In the year since September 11th, I've often been asked whether-as a historian-I believe the Twin Towers attack marks the end of an era, and that New York will be utterly transformed in its aftermath. My response is twofold.

No, because a city four hundred years old and eight million strong is a social-historical organism with a fantastic amount of momentum; it cannot so easily be deflected from its path, even by such a horrific event. We ourselves have experienced worse. In 1776, when the city and country rebelled against the English, redcoats invaded New York in history's largest amphibious assault up to that point, which resulted in the fiery destruction of a large part of the town, the flight of almost all its inhabitants, and its occupation for the subsequent seven years. And yet the postwar city rebounded miraculously. Think, too, of other cities around the world-Berlin, Dresden, Tokyo, London, Hiroshima, Leningrad-that survived and transcended unimaginable carnage.

Yes, however, in the sense that so devastating a blow shatters encrusted pieties about what is and is not possible. The opposite side of disaster is opportunity-but we are in danger of squandering it. The plans advanced so far for rebuilding the city do not approach the scale and scope of our prior accomplishments in the face of adversity. We should be tackling a host of civic problems, starting at Ground Zero and radiating outward to embrace the entire city and indeed the whole nation.
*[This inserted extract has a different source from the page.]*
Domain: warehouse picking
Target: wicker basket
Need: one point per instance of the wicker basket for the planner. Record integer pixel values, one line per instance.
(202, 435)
We should be making common cause with the millions and millions of people all over the country who are hurting-some from fallout from September 11th, most from the arrival of hard times.

Nationwide, virtually every large industry is shrinking. 1.2 million U.S. workers lost jobs since the recession officially began in March 2001-the biggest drop in twenty years-and another million were forced into the ranks of part-timers. The recession is no respecter of sections. Across the country, debt-squeezed states and cities are cutting public services and cancelling capital projects. San Francisco and San Jose are reeling from the collapse of the silicon bubble, as is Boston; Alton, Illinois, is suffering from setbacks to steel. Texas is in trouble, too, particularly Houston, home to Compaq, Continental, and Enron (perhaps it should be left to stew in its own free-market juices, but in the current situation it's a potential ally).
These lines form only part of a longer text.